Notification to the industry about changed expectations might then be communicated in guidance documents, but publication of guidance has often been delayed a year or more due to resource constraints and review procedures.  Recognizing this, the Draft SOP states that CDRH plans to invoke a provision of the Good Guidance Practices (GGP) regulations,  21 C.F.R. 10.115(g)(2), to support immediately in effect (IIE) guidance to quickly communicate and implement changes in premarket regulatory expectations.  This process does not require prior public comment.  CDRH may also occasionally use contemporaneous letters to industry to communicate these changes to stakeholders.

According to the Draft SOP, Premarket IIE Guidance should be considered when “new scientific information has been identified that raises a new, important safety risk or calls into question the adequacy of currently used test methods or clinical trial designs.”  Based on such information, if CDRH staff believe that regulatory expectations should be changed (e.g., there should be a change in the data manufacturers are expected to submit), and prior public participation is not appropriate or feasible, Premarket IIE Guidance may be initiated.  The CDRH staff should consult with the Center Science Council (CSC), and the CSC should determine: (1) whether the new information warrants a change in CDRH’s premarket regulatory expectations; (2) what procedures should be used to communicate CDRH’s new regulatory expectations (e.g., IIE guidance or standard guidance); and (3) whether additional expertise on the topic is needed to determine the appropriate response to the new information.

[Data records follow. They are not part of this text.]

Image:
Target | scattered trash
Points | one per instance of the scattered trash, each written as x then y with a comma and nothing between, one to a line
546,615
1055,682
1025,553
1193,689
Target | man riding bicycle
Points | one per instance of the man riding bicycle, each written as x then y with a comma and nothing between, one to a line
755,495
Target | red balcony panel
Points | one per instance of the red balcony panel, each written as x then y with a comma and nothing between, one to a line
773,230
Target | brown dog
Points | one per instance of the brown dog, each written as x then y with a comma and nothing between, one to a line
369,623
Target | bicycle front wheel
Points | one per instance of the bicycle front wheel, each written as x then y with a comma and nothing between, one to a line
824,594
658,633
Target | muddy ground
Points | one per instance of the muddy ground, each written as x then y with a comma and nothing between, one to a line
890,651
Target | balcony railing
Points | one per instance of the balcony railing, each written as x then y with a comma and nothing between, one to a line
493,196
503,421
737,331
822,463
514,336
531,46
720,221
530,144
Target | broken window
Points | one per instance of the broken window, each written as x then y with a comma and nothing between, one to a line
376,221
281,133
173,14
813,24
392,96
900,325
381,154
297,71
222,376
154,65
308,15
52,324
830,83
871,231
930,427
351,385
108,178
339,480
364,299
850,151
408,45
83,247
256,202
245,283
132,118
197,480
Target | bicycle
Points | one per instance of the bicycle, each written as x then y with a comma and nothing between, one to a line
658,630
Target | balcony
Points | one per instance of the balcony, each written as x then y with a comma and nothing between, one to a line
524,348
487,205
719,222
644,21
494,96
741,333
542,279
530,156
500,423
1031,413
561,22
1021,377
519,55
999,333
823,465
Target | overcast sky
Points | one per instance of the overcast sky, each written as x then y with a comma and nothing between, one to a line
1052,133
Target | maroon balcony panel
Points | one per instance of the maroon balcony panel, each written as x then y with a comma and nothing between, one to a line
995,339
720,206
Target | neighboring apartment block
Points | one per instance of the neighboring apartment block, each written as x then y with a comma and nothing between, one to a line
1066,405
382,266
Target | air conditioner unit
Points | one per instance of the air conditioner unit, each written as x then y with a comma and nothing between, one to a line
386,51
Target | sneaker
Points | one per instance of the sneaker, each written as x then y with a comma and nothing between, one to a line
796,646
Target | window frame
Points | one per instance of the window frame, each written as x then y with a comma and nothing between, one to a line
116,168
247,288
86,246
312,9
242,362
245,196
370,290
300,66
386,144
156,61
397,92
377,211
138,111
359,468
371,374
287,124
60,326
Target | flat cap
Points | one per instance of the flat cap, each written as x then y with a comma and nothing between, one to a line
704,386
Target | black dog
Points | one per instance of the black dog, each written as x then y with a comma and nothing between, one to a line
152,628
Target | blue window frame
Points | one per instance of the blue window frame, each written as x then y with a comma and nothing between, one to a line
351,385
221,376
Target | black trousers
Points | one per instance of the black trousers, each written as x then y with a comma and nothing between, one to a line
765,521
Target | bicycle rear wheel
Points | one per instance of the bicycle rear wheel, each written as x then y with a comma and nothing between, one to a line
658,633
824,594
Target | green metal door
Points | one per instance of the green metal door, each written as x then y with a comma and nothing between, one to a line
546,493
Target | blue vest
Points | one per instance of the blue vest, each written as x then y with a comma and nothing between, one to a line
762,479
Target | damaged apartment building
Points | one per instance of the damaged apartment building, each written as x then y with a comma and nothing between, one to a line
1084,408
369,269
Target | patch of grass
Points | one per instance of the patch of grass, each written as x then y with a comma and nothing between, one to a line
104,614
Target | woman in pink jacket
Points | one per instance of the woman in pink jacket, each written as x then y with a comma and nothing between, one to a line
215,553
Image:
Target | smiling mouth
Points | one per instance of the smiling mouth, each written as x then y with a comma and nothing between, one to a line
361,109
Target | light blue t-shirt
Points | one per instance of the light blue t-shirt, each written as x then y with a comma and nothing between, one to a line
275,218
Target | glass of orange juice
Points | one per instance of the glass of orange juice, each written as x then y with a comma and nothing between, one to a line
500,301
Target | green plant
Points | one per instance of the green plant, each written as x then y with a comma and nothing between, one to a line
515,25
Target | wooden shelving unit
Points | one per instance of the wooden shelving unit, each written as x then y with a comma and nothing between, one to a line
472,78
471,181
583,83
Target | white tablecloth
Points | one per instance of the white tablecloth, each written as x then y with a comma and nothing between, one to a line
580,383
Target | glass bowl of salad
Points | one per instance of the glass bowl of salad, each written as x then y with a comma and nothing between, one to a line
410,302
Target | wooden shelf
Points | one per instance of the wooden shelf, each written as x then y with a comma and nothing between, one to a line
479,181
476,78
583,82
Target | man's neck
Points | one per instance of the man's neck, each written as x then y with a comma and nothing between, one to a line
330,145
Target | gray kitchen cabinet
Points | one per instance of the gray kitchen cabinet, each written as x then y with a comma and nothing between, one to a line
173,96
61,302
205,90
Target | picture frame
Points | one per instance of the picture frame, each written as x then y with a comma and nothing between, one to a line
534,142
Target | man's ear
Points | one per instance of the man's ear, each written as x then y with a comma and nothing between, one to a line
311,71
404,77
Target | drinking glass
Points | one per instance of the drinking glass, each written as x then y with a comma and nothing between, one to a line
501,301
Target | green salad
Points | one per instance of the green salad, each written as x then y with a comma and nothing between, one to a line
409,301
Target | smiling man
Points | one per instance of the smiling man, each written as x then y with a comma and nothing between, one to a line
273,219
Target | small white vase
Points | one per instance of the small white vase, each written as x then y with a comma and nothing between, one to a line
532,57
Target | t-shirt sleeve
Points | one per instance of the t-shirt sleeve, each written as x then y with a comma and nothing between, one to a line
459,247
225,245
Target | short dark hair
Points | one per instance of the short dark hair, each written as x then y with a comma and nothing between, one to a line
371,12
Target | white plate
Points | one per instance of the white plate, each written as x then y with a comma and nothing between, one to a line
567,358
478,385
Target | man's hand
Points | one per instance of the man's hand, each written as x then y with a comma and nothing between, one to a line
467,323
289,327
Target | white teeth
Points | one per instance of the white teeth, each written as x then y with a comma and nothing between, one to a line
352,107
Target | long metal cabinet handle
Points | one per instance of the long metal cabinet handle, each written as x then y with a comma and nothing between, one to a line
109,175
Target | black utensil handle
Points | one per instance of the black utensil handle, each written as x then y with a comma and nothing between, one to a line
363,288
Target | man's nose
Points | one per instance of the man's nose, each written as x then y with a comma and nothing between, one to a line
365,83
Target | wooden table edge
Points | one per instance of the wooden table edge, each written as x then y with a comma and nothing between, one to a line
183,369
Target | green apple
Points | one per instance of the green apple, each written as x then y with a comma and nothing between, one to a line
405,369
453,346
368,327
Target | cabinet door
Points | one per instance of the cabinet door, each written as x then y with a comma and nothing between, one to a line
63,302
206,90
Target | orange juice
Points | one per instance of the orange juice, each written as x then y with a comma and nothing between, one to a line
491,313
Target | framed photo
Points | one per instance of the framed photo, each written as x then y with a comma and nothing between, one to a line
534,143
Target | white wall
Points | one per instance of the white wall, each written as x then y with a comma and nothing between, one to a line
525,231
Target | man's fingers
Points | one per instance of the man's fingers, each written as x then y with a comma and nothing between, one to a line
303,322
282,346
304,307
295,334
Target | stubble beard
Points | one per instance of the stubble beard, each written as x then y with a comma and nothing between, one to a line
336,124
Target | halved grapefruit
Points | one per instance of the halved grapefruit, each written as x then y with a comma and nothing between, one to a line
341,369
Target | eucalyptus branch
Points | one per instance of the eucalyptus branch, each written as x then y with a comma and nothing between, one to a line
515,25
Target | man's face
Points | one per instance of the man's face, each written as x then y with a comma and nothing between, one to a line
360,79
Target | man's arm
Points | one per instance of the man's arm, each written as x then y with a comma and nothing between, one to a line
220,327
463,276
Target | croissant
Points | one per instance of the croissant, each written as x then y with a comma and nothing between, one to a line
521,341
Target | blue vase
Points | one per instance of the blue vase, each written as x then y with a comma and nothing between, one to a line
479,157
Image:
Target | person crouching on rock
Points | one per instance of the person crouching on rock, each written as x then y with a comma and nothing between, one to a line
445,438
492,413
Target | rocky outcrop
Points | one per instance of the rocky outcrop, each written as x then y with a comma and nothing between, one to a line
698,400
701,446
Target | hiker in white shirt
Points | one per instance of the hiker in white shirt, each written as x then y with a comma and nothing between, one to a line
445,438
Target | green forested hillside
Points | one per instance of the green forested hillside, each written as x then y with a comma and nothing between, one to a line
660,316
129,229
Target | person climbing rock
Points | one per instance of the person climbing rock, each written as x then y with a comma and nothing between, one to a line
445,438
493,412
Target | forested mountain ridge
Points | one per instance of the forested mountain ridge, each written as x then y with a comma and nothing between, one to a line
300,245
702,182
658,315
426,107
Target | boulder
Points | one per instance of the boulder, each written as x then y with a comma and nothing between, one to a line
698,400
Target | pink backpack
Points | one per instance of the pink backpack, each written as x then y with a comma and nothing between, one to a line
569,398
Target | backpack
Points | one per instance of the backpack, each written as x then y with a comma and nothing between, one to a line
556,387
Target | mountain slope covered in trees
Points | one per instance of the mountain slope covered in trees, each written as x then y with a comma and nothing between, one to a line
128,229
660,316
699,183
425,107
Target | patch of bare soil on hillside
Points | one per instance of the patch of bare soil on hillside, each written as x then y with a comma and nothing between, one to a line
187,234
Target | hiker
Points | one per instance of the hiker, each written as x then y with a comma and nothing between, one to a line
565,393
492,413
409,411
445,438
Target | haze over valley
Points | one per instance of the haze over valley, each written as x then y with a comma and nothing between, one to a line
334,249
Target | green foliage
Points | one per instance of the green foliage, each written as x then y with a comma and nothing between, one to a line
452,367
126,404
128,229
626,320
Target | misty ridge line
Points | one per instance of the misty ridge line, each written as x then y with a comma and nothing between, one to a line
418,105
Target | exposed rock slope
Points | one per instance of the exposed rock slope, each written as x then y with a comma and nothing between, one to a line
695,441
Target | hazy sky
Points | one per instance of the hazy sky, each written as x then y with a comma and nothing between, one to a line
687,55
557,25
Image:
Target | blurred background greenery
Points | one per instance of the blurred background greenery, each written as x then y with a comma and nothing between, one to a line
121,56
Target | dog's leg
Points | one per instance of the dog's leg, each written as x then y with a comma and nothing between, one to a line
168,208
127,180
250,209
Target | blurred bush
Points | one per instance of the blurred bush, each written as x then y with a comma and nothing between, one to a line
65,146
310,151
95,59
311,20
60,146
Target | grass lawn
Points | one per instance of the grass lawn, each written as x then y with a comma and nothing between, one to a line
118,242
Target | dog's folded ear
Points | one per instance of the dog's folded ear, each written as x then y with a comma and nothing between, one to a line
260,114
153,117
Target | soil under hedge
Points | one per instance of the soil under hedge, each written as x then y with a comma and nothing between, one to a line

Depending on the CSC’s decision, a one-to-three-page Premarket IIE Guidance should be drafted.  The Premarket IIE Guidance should identify, among other things, the appropriate audience, the new scientific information and why it warrants the change, an explanation as to why prior public comment is not feasible or appropriate, and a discussion of the changes in regulatory expectations, such as additional data requirements.  It should also address whether the changed expectations will apply only to new submissions, or also to submissions already under review by CDRH.  If applied to pending submissions, CDRH should explain how the submitter can respond to the changes “so that they are not unfairly disadvantaged by the change.”

The Draft SOP also describes a process for the review, clearance, and issuance of Premarket IIE Guidances.  Even though the guidance would be immediately implemented, CDRH must publish a notice of availability in the Federal Register, request comments, and post a copy of the guidance to CDRH’s website.  CDRH must collect and review comments from the docket for 60 days after the publication of the Premarket IIE Guidance and determine whether the comments should be incorporated into the guidance.  A revised guidance should be issued 90 days after the initial comment period closes.

FDA has invited public comment on the Draft SOP for Premarket IIE Guidances, and the SOP will not be implemented until CDRH has considered comments.  Among other issues raised by this Draft SOP, one concern is the type of “new scientific information” that will be invoked to impose new data requirements or to reject test methods and clinical trial designs that had been long accepted or approved under IDEs.  Another concern relates to the likely impact of public comment after a guidance has already been made effective and implemented.